July 14, 2004

Running for the border

The deadline was set. It was July 13. We - Alex, the German I'm travelling with; Nick, an American; and a couple, Ian and Louise (funny eh Steve?), an Aussie and a Brit - were in Puno, a Peruvian city on Lake Titicaca. There was a nationwide strike planned for July 14, which meant no buses, no taxis, no services, and no border crossing for at least a couple days, so it was either leave yesterday or wait until at least tomorrow. Waiting wasn't an option.

We talked to a few buses, but none were going to the border - there was already fear that they wouldn't be able to make it that far. After a little haggling, the 5 of us hired a collectivo - a van taxi - to take us the 3-hour trip or so to the border. It was 2PM, and the best information we had was that the border maybe closed at 6, but maybe at 8.

Half an hour out of town, we knew it would be difficult. Already the beginnings of roadblocks had sprung up across some of the major roads, and soon we began to keep to gravel backroads. Most of the time, I'm pretty sure even our driver had no idea where we were going. Everyone we passed, we asked for the situation up ahead, and it didn't sound too good.

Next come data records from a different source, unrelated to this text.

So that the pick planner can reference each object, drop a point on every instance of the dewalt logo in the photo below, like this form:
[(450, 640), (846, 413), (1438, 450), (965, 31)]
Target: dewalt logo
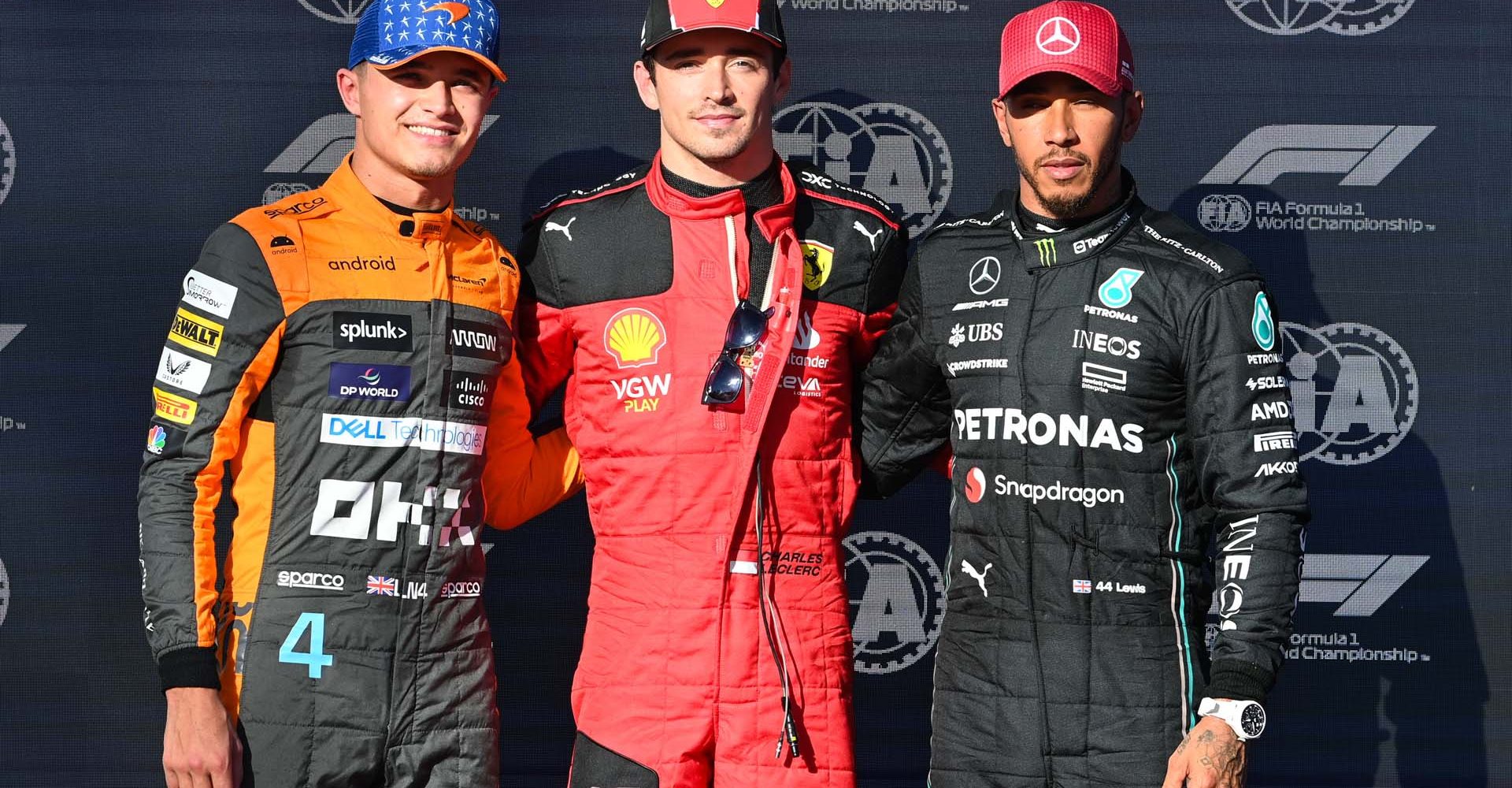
[(1047, 248), (197, 333), (172, 407)]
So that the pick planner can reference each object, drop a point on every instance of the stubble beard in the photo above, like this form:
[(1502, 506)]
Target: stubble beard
[(1069, 206)]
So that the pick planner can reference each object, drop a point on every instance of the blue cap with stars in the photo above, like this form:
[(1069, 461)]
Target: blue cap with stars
[(394, 32)]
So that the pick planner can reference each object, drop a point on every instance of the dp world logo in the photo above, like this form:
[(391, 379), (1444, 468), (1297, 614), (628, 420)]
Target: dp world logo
[(897, 597), (1343, 17), (6, 162), (1225, 212), (1354, 392), (889, 150), (340, 11)]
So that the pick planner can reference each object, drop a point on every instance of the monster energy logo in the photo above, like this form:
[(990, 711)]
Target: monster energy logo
[(1047, 248)]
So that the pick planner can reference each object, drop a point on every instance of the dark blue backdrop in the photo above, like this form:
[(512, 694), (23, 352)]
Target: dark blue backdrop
[(1357, 150)]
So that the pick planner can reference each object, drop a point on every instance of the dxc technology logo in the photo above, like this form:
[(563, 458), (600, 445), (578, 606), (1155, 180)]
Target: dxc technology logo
[(338, 11), (1354, 392), (325, 143), (889, 150), (1342, 17), (897, 597)]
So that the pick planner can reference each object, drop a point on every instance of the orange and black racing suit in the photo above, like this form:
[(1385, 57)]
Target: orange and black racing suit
[(356, 370)]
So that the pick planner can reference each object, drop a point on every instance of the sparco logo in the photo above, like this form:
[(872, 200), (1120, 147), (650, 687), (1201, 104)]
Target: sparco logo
[(897, 597), (1354, 392), (6, 162), (1364, 154), (888, 150), (328, 139), (339, 11), (1343, 17)]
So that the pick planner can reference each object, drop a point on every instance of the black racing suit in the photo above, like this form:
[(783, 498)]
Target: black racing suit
[(1115, 400)]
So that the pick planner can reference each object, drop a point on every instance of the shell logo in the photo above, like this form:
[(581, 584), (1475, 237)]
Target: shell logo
[(634, 337)]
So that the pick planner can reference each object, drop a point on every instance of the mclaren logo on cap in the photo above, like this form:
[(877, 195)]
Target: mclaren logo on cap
[(458, 11), (634, 337)]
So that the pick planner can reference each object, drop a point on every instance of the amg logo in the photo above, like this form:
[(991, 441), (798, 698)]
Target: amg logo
[(1275, 440)]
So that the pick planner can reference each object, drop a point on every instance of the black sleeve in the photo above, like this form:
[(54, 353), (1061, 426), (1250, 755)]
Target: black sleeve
[(905, 401), (1247, 475)]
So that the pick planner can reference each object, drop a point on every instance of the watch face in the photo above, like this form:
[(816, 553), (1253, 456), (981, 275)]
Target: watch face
[(1252, 719)]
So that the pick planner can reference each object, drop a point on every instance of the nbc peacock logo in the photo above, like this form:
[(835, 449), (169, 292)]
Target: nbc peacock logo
[(634, 337)]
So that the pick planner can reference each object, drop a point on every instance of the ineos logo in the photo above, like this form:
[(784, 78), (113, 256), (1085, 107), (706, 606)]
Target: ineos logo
[(1058, 37)]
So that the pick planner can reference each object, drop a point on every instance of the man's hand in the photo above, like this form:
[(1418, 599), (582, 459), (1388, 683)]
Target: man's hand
[(200, 749), (1210, 756)]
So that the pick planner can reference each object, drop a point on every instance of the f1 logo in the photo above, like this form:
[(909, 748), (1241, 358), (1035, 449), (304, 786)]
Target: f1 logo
[(1366, 154)]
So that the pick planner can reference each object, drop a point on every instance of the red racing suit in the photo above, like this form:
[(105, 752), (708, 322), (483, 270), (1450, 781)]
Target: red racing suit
[(634, 284)]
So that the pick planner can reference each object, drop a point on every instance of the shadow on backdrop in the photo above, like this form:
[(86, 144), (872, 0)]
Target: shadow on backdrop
[(1377, 722)]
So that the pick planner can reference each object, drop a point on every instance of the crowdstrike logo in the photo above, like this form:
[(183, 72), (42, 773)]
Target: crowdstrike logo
[(885, 149), (1366, 154), (1340, 17), (897, 600), (321, 147)]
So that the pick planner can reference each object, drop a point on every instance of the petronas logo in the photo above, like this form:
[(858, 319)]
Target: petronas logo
[(1047, 248)]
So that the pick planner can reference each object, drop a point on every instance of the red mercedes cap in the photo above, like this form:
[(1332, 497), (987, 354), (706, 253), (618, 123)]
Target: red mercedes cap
[(665, 18), (1083, 39)]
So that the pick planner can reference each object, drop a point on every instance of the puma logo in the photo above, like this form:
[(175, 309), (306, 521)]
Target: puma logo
[(563, 229), (869, 236), (982, 577)]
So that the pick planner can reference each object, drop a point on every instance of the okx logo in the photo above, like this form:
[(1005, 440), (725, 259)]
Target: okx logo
[(1364, 154), (327, 141), (897, 598), (1354, 392), (888, 150)]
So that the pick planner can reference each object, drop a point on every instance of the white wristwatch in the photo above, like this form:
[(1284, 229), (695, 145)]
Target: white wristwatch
[(1247, 717)]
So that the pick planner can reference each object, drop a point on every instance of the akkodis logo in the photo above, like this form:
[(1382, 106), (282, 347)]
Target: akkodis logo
[(634, 337), (897, 600), (888, 150)]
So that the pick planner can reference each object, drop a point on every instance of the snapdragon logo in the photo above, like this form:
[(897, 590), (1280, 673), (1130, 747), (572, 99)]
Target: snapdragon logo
[(1088, 496), (1045, 429)]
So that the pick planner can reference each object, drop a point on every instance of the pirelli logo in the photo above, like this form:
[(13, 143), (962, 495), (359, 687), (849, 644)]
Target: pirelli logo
[(197, 333), (172, 407)]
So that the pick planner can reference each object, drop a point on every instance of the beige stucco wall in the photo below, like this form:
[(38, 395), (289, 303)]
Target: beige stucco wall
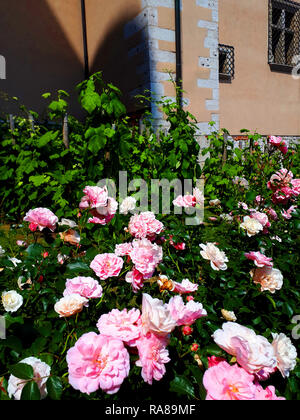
[(41, 41), (257, 99)]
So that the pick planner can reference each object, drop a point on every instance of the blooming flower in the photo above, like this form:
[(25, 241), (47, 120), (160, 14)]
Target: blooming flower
[(253, 352), (97, 361), (70, 305), (268, 278), (120, 324), (145, 256), (12, 301), (217, 258), (228, 315), (225, 382), (41, 218), (153, 356), (251, 225), (86, 287), (41, 373), (285, 352), (156, 317), (136, 279), (185, 314), (94, 197), (127, 205), (123, 249), (144, 225), (186, 286), (259, 259), (107, 265)]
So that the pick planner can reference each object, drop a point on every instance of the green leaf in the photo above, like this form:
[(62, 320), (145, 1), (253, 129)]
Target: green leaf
[(22, 371), (182, 386), (31, 392), (54, 387)]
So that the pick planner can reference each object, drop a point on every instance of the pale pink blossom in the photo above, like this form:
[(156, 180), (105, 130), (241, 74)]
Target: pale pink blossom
[(268, 394), (253, 352), (145, 225), (98, 361), (41, 218), (153, 356), (185, 201), (186, 286), (107, 265), (185, 314), (123, 249), (127, 205), (287, 214), (123, 325), (86, 287), (156, 317), (226, 382), (268, 278), (136, 279), (145, 256), (262, 218), (259, 259), (216, 257), (94, 197), (251, 225), (70, 305)]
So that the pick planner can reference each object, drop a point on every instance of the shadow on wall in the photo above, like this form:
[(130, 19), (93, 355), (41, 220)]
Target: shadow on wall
[(39, 57), (125, 61)]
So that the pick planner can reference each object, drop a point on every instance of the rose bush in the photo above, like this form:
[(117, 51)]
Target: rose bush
[(129, 302)]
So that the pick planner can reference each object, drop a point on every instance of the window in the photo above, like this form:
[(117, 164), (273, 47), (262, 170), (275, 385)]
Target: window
[(284, 31), (226, 63)]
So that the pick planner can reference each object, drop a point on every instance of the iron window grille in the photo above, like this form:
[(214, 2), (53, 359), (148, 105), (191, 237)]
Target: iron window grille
[(284, 34), (226, 62)]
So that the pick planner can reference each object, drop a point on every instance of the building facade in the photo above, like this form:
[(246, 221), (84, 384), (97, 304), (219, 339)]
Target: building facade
[(237, 59)]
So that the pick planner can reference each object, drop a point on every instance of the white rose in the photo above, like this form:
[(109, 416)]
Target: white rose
[(70, 305), (251, 225), (253, 352), (128, 204), (217, 258), (11, 301), (41, 373), (285, 353), (156, 316)]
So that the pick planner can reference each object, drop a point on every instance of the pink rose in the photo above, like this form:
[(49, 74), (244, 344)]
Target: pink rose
[(185, 201), (153, 356), (145, 225), (122, 325), (185, 286), (86, 287), (136, 279), (123, 249), (259, 259), (94, 197), (97, 361), (225, 382), (107, 265), (185, 314), (145, 256), (41, 218)]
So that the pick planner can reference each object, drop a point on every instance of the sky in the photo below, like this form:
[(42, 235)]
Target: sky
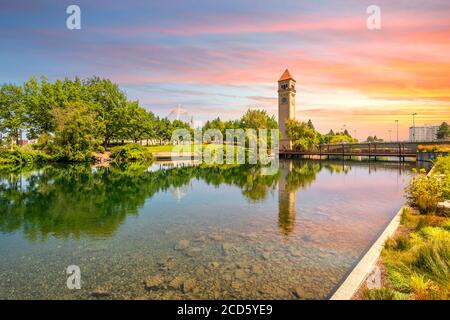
[(220, 58)]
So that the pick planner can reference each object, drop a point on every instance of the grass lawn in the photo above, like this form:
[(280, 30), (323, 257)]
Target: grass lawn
[(417, 258)]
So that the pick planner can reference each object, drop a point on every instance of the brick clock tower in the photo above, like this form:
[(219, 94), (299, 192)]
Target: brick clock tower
[(286, 106)]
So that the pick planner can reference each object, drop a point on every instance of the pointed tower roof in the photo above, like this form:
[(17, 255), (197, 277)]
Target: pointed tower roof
[(286, 76)]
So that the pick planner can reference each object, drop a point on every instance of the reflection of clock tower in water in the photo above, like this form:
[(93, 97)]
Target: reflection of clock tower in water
[(286, 106)]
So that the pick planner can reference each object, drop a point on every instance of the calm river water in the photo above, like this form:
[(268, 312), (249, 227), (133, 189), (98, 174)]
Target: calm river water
[(192, 232)]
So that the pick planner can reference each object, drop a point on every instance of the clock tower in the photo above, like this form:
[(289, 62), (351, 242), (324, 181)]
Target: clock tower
[(286, 106)]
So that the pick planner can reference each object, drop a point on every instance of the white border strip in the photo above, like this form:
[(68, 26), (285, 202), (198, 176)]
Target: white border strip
[(354, 280)]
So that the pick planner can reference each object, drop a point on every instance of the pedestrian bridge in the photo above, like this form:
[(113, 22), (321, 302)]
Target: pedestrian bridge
[(371, 150)]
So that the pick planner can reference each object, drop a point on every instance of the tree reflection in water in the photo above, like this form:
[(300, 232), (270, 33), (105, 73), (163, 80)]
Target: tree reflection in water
[(76, 200)]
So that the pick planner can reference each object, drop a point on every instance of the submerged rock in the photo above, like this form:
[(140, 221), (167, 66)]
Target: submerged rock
[(188, 285), (182, 244), (101, 292), (299, 292), (153, 282), (216, 237), (193, 252), (226, 248), (176, 282)]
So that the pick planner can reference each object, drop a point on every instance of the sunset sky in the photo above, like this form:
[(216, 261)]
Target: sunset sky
[(219, 58)]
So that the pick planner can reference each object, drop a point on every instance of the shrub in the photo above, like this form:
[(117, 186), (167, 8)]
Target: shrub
[(383, 294), (442, 165), (22, 156), (433, 259), (130, 153), (424, 193)]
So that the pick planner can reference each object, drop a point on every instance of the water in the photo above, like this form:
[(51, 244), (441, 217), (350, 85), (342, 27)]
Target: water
[(192, 232)]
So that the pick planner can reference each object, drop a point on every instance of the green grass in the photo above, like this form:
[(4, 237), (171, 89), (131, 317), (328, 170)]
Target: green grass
[(417, 263)]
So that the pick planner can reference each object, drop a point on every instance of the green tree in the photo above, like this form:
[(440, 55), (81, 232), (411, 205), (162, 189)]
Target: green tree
[(302, 136), (258, 119), (443, 131), (111, 106), (75, 132), (12, 112)]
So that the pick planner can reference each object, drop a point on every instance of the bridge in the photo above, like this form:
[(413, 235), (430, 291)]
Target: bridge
[(372, 150)]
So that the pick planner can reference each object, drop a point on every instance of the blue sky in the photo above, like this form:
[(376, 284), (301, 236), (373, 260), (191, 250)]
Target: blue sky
[(219, 58)]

An hour later, we came to a river. Crossing on the bridge wasn't an option, as it had been completely blockaded, so we came upon the river a couple kilometers downstream. From our vantage point on our gravel road, a hill sloped down to the right for about a hundred metres, a few tire tracks following the hill down and leading directly into the waters. Either we were driving right through this river, or we were turning around - there was no other option.

The situation didn't bode well. The river was about 70 metres wide at this point, and just a few metres from the opposite shore and pointed in our direction were two other vans that had obviously attempted the crossing and hadn't even managed to get near a quarter of the way across, the river coming up to the top of their wheelwells. Our driver got out, took off his shoes and waded across the river to check out the path. For the most part, the water was only up to his calfs, but occasionally it got just past his knees.

Meanwhile, the five of us were standing outside the van, thinking the situation had no hope. We were surrounded by schoolchildren who, judging by their complete fascination with us, had hardly ever seen tourists come through these parts. If you want off the beaten track, this was it - and if our vehicle got stuck, as the other two miserably had, off the beaten track meant nowhere to go.

There were a good fifty or seventy people watching the scene, and a hush came over all of them as our driver suddenly decided to go for it and sped towards the near shore. I had gotten out of the van to lighten the load, and I didn't think there was any way that the van was going to get across. This was no off-road vehicle - this was a 20-year-old 2-wheel-drive Toyota van, the model with the ridiculous mid-mounted engine where if you want to perform routine maintenance, you have to take the whole body off. The driver kept her going well across the first three-quarters of the river, drove right between the two abandoned vans, and miraculously made the far shore. We couldn't believe it. The guys who stayed in the van claimed that half the time it didn't even feel like the tires were touching the riverbed.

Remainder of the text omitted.